I like Pena and was glad to see we got him. He has gold glove potential at first base, and even playing in Comerica park, should be a solid 25-30 homerun hitter once he can get things working.
Franklyn German (pronounced Hermaan) is imposing man on the mound. Listed at 6’7″ and 270 lbs., German is a hard throwing right hander who had spent most of his time in the minors being groomed as a closer. He performed exceptionally well at Toledo in 2002, striking out 31 in 22 2/3 innings. He also was lights out when he was called up at the end of the season, notching a win, a save, and striking out 6 in 6 2/3 innings.
The big knock on German was his control, and his problems with walking batters has been very evident in 2003. In 32 1/3 innings, he struck out an impressive 34 batters, but walked an equally unimpressive 32 (including walking the bases loaded at least a couple of times). So German went from being labeled as closer of the future to being sent back down to the minors.
There is some hope. Unlike Matt Anderson (a former number one pick and past closer of the future) who’s struggled since being sent down to AAA, German has bounced back, striking out 10 in 8 innings, and walking none (two HBP though).
The last player the Tigers received wasn’t apparant back when I was in my hotel room in Boston, because, as with a lot of these trades, there was the infamous “player to be named later.” That player was eventually revealed as Jeremy Bonderman.
Only 20 years old going into spring training this year, many people questioned whether Bonderman would be best served playing another season in the minors. Trammell decided to not only bring him up with the team, but was also made him the number two starter. I honestly thing they were hoping that Bonderman would catch fire like Dontrelle Willis has for the Marlins, becoming a nice home field draw similar to Mark Fidrych who filled up Tiger Stadium for most of his starts in 1976.

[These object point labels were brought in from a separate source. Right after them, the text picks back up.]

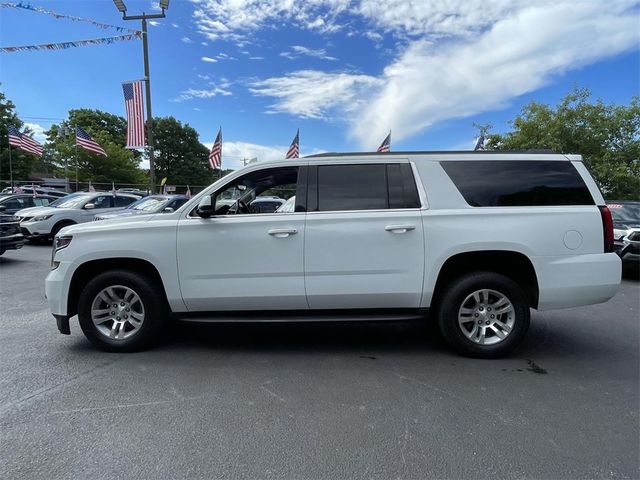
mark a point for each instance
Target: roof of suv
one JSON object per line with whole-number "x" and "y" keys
{"x": 433, "y": 152}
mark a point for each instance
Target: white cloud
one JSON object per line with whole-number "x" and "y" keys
{"x": 312, "y": 94}
{"x": 491, "y": 56}
{"x": 38, "y": 132}
{"x": 309, "y": 52}
{"x": 234, "y": 152}
{"x": 195, "y": 93}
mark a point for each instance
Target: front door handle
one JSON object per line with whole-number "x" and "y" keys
{"x": 282, "y": 232}
{"x": 399, "y": 228}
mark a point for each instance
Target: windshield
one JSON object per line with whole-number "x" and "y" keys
{"x": 625, "y": 213}
{"x": 149, "y": 204}
{"x": 71, "y": 201}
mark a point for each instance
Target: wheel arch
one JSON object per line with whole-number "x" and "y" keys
{"x": 91, "y": 268}
{"x": 514, "y": 265}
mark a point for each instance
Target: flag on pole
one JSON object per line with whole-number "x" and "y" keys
{"x": 135, "y": 114}
{"x": 385, "y": 146}
{"x": 15, "y": 137}
{"x": 294, "y": 149}
{"x": 84, "y": 140}
{"x": 215, "y": 157}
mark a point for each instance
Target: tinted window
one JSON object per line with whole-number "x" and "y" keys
{"x": 352, "y": 187}
{"x": 518, "y": 183}
{"x": 124, "y": 201}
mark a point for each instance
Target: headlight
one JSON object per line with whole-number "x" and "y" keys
{"x": 59, "y": 243}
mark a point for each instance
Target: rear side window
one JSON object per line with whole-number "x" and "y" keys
{"x": 362, "y": 187}
{"x": 518, "y": 183}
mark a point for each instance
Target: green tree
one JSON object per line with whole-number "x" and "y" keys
{"x": 119, "y": 166}
{"x": 179, "y": 155}
{"x": 21, "y": 162}
{"x": 607, "y": 136}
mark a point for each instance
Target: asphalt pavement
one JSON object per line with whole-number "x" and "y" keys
{"x": 338, "y": 401}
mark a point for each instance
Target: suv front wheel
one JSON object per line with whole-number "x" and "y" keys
{"x": 483, "y": 314}
{"x": 122, "y": 311}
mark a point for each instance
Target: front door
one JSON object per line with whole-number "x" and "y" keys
{"x": 364, "y": 243}
{"x": 241, "y": 259}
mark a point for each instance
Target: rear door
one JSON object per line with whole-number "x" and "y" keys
{"x": 364, "y": 242}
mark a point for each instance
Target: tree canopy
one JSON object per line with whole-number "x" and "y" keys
{"x": 606, "y": 135}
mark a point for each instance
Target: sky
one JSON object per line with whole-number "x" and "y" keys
{"x": 344, "y": 72}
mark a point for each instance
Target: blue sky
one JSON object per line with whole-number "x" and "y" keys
{"x": 343, "y": 71}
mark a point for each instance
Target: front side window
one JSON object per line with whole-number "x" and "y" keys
{"x": 239, "y": 196}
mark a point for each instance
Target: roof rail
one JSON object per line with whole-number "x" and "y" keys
{"x": 427, "y": 152}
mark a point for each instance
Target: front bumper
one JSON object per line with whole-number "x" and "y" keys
{"x": 12, "y": 242}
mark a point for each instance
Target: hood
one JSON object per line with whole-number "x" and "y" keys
{"x": 33, "y": 211}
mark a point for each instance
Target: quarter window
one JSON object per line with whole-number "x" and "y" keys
{"x": 511, "y": 183}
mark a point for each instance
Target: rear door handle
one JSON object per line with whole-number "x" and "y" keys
{"x": 399, "y": 228}
{"x": 282, "y": 232}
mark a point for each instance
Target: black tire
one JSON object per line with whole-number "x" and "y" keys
{"x": 459, "y": 292}
{"x": 151, "y": 297}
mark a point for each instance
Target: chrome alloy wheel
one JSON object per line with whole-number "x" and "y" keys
{"x": 117, "y": 312}
{"x": 486, "y": 317}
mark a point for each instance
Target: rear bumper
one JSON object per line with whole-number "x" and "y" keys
{"x": 577, "y": 280}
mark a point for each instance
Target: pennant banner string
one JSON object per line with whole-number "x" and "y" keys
{"x": 77, "y": 43}
{"x": 26, "y": 6}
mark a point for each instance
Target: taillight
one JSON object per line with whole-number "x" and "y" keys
{"x": 607, "y": 227}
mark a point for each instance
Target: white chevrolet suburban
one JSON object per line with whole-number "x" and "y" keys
{"x": 476, "y": 239}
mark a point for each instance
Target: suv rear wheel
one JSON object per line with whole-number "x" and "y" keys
{"x": 122, "y": 311}
{"x": 484, "y": 314}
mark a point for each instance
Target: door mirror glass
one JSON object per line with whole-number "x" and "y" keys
{"x": 205, "y": 209}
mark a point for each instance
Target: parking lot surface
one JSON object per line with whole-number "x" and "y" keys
{"x": 316, "y": 401}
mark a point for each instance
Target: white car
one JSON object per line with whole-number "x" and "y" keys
{"x": 45, "y": 222}
{"x": 476, "y": 239}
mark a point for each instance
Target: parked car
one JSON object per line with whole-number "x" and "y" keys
{"x": 476, "y": 239}
{"x": 45, "y": 222}
{"x": 626, "y": 228}
{"x": 39, "y": 190}
{"x": 146, "y": 206}
{"x": 10, "y": 236}
{"x": 10, "y": 204}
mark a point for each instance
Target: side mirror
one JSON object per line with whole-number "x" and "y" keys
{"x": 205, "y": 209}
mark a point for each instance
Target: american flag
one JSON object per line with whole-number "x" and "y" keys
{"x": 15, "y": 137}
{"x": 135, "y": 114}
{"x": 215, "y": 157}
{"x": 385, "y": 146}
{"x": 84, "y": 140}
{"x": 294, "y": 149}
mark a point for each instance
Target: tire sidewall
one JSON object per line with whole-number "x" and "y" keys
{"x": 154, "y": 308}
{"x": 459, "y": 290}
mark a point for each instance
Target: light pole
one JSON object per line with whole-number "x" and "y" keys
{"x": 164, "y": 5}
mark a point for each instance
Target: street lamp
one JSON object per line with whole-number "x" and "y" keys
{"x": 122, "y": 8}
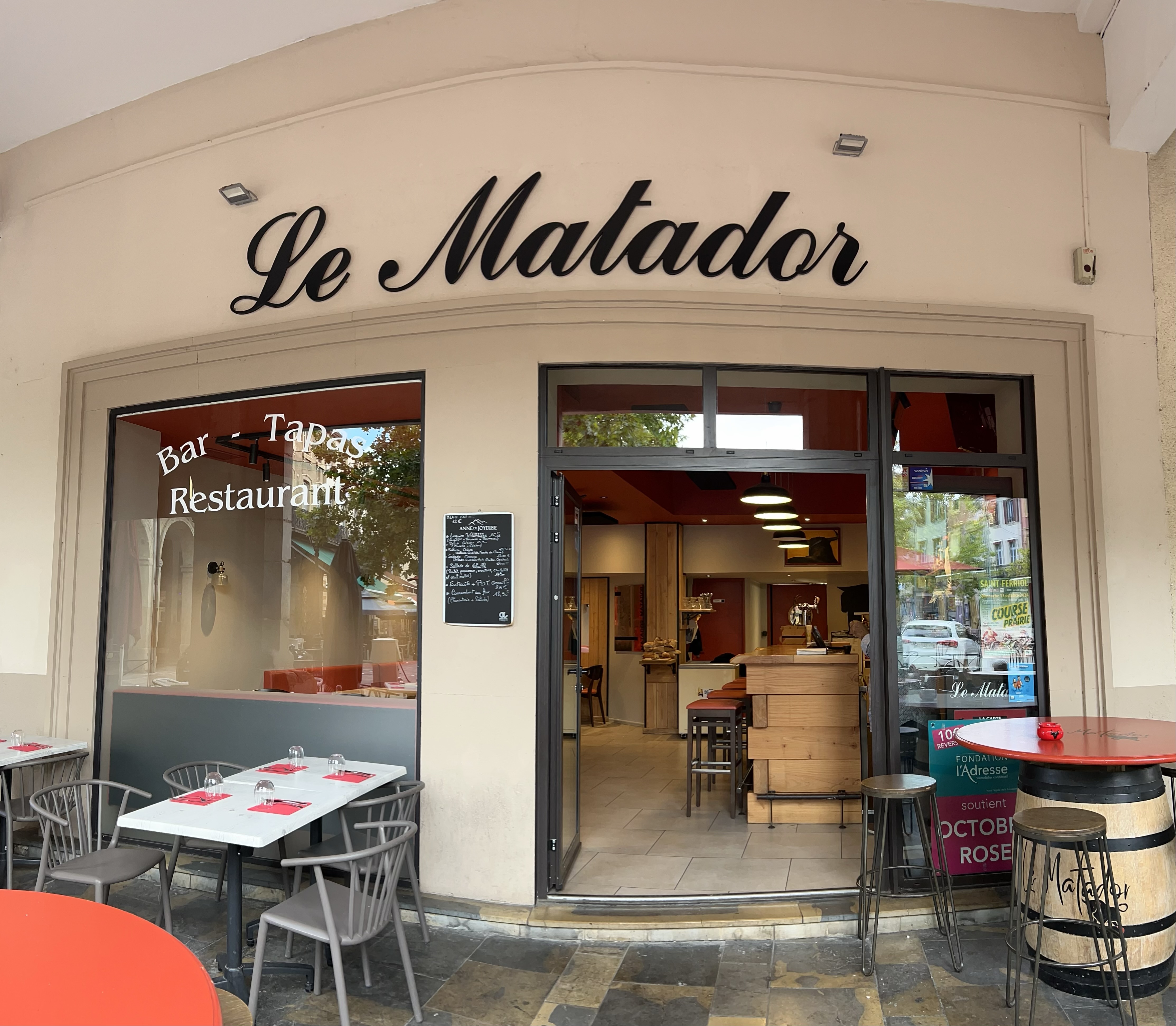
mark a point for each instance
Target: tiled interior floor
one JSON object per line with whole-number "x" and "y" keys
{"x": 467, "y": 980}
{"x": 637, "y": 839}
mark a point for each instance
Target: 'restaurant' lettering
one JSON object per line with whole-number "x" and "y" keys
{"x": 791, "y": 256}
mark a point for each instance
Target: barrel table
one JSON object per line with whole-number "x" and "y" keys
{"x": 1109, "y": 765}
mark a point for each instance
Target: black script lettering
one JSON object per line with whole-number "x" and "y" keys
{"x": 320, "y": 273}
{"x": 289, "y": 255}
{"x": 599, "y": 251}
{"x": 846, "y": 258}
{"x": 780, "y": 251}
{"x": 463, "y": 230}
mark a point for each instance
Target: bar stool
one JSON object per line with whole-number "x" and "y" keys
{"x": 894, "y": 790}
{"x": 1075, "y": 830}
{"x": 705, "y": 717}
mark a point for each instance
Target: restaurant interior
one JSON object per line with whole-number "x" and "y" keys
{"x": 741, "y": 586}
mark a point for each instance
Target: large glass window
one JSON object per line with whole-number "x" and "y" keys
{"x": 625, "y": 407}
{"x": 779, "y": 410}
{"x": 268, "y": 544}
{"x": 957, "y": 415}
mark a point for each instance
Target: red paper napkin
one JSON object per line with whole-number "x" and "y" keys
{"x": 199, "y": 798}
{"x": 280, "y": 808}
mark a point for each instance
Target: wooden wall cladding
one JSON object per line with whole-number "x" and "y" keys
{"x": 804, "y": 738}
{"x": 804, "y": 743}
{"x": 800, "y": 811}
{"x": 661, "y": 699}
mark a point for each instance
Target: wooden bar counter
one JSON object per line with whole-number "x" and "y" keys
{"x": 805, "y": 733}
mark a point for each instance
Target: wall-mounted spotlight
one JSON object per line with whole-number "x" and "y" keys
{"x": 845, "y": 146}
{"x": 239, "y": 196}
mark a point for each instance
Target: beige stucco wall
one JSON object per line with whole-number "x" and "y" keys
{"x": 1162, "y": 195}
{"x": 112, "y": 237}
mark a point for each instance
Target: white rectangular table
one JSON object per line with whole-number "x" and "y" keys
{"x": 58, "y": 746}
{"x": 231, "y": 823}
{"x": 11, "y": 761}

Unfortunately Bonderman had his growing pains. Jermey started off by losing his first three starts of the season, giving up 14 runs in 12 1/3 innings. He’d then go 2-4 in his next six games, and after 9 starts, had a 5.73 ERA.
In his next 9 starts, he had an equally unimpressive 1-6 record, but something happened. He stopped walking batters. In those 9 starts and 54 2/3 innings, he’s walked only 11 batters, while striking out 38. And in only one of those 9 starts did he not finish 6 innings. His ERA has also dropped to 4.88.
So despite being on pace to lose 20 games, Jeremy has shown considerable improvement. How he handles this last half of the season will be equally as important in his development.
So who wins? Did any one team get the better deal? I still feel the Tigers did. If things go according to plan, they should have a pitcher who’s as good as Weaver when we need him to be good (hopefully sooner rather then later), a future closer, and a solid to good first basemen, all for the price of a currently struggling Jeff Weaver. Although New York and Oakland didn’t really lose much either. New York gave up a starter who has yet to show he can consistently throw well at the major league level. Oakland gave up a handful of prospects that, with the signing of Durazo, the trade for Foulke, and the future emergence of Rich Harden, makes losing the German, Bonderman, and Pena more palatable.